Comment by giancarlostoro
6 hours ago
I wonder how long till some breakthrough comes along that makes a new architecture that can run efficiently and cheaper on basic hardware, that'd be the real AI bubble, if you could train and run inference locally at lower cost. Microsoft had one that is supposed to run fine on regular CPUs though I'm not sure how far along we can reasonably take that. They say our brains can store 2.5 PB, but we use drastically less (though I can't find a ballpark) of "RAM" to reason about things, so makes you wonder, just how efficient can we take things. Our bodies use drastically less power too.
How long? We already have that. Qwen3.6 have 35b/27b models that beat chatgpt4o. You can run them at home in one GPU. DeepSeekV4 just came up with a new way to have super long context with KV cache an order of magnitude smaller than before. It's already going on!
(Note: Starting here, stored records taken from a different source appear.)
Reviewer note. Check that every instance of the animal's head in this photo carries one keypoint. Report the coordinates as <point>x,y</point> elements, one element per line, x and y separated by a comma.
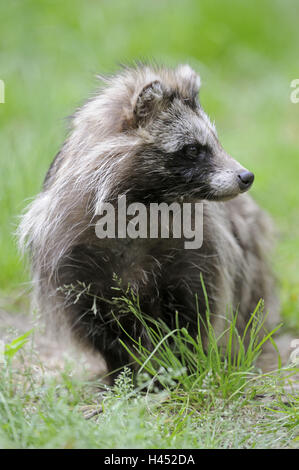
<point>180,154</point>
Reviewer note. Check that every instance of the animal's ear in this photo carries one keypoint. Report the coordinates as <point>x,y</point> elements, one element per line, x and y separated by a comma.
<point>148,101</point>
<point>190,78</point>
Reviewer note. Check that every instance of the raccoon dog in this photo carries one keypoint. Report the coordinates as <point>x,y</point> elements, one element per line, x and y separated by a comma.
<point>145,135</point>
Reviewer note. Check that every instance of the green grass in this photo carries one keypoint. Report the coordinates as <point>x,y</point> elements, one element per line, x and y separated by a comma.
<point>216,405</point>
<point>247,55</point>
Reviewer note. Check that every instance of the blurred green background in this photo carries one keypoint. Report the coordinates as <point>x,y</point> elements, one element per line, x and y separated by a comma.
<point>246,53</point>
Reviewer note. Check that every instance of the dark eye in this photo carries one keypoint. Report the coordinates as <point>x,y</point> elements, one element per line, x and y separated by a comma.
<point>193,151</point>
I've been experimenting with running a few models for local inference, some of them get "stuck" in a repeat loop of trying the same thing endlessly, its weird. Others are really good. If they can ever handle about 400k tokens (maybe less, but from experience with Claude after the 1 million token increase this seemed to be a good sweet spot) without going batcrap crazy I'll be impressed, mostly because I would like them to read more of the codebase instead of just making assumptions. Although I've been building a custom harness, and I'm just about to start working on the tool building features for the harness. I already have a system similar to what Beads does but I didn't like some things about Beads so I made my own to track tasks, so context window doesnt need to be super massive for task tracking.
> Our bodies use drastically less power too.
To be fair, we compute a lot slower too. No way in hell are you (or I) able to produce 'tokens' at the same speed as current models.
It'd be interesting to see an actual comparison of humans and AI performing the same (cognitive) task and measuring the amount of energy that was used.